In the Edwardian era, the glossy glacé finish was popular on full-dress gloves which continued to be worn for the most formal of occasions.  As for gloves appropriate for the informal new dinner jacket, many etiquette guides said nothing on the subject while the others offered up a wide variety of recommendations.  Grey suede was the most popular suggestion but there were also references to white and tan colors.  Sanctioned materials ranged from deerskin to chamois to reindeer to mocha (goatskin with a suede-like finish).  To allow a snug fit at the wrist, the bottom of the gloves were slit and fastened with one or two buttons or clasps that were sometimes described as “patent”.

The lowering of social standards brought about by World War One meant that full-dress dress gloves became limited mostly to balls and ushers at formal weddings. White kid was still the most popular version and white mocha still a common alternative.  For black tie, the preferred options were white or grey, usually in buckskin.  However, many published authorities remained silent on the topic and Emily Post books specifically prohibited the wearing of gloves with a tuxedo.
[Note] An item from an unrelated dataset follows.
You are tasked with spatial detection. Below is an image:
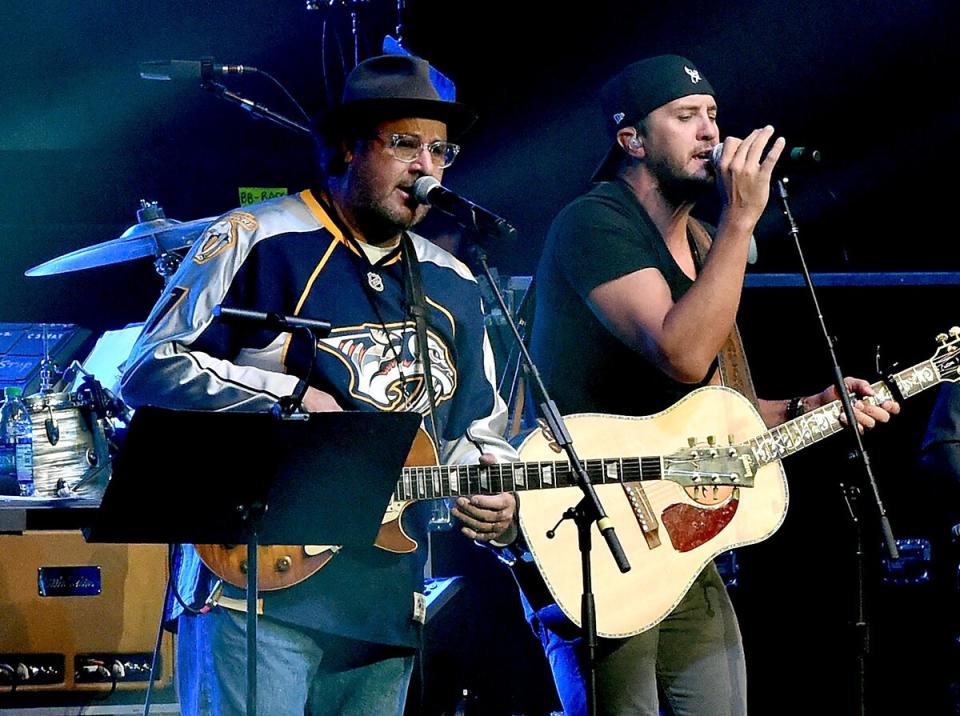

Summer 1930 London - white gloves are worn indoor with black tie and white tie - note the double button on the black tie dinner jacket and the 3 button waistcoat on the right

Summer 1930 London – white gloves are worn indoor with black tie and white tie – note the double button on the black tie dinner jacket and the 3 button waistcoat on the right

Formality was struck another blow by World War Two, with etiquette maven Amy Vanderbilt noting in 1952 that “today the white kid gloves, ultra-correct for indoor wear with formal clothes, are seldom seen, although some fastidious men don them for dancing, to avoid having to place a moist hand on a woman’s bare back.” Grey continued to be the dominant choice for black-tie dress gloves, either in mocha, chamois or buckskin.  These trends remained largely unchanged until the 1990s at which point etiquette and sartorial authorities ceased including gloves in their descriptions of evening wear.  Notably, one of the last such references recommended that for white-tie affairs the gloves simply be held in the left hand, a complete reversal of the original proscription of this practice.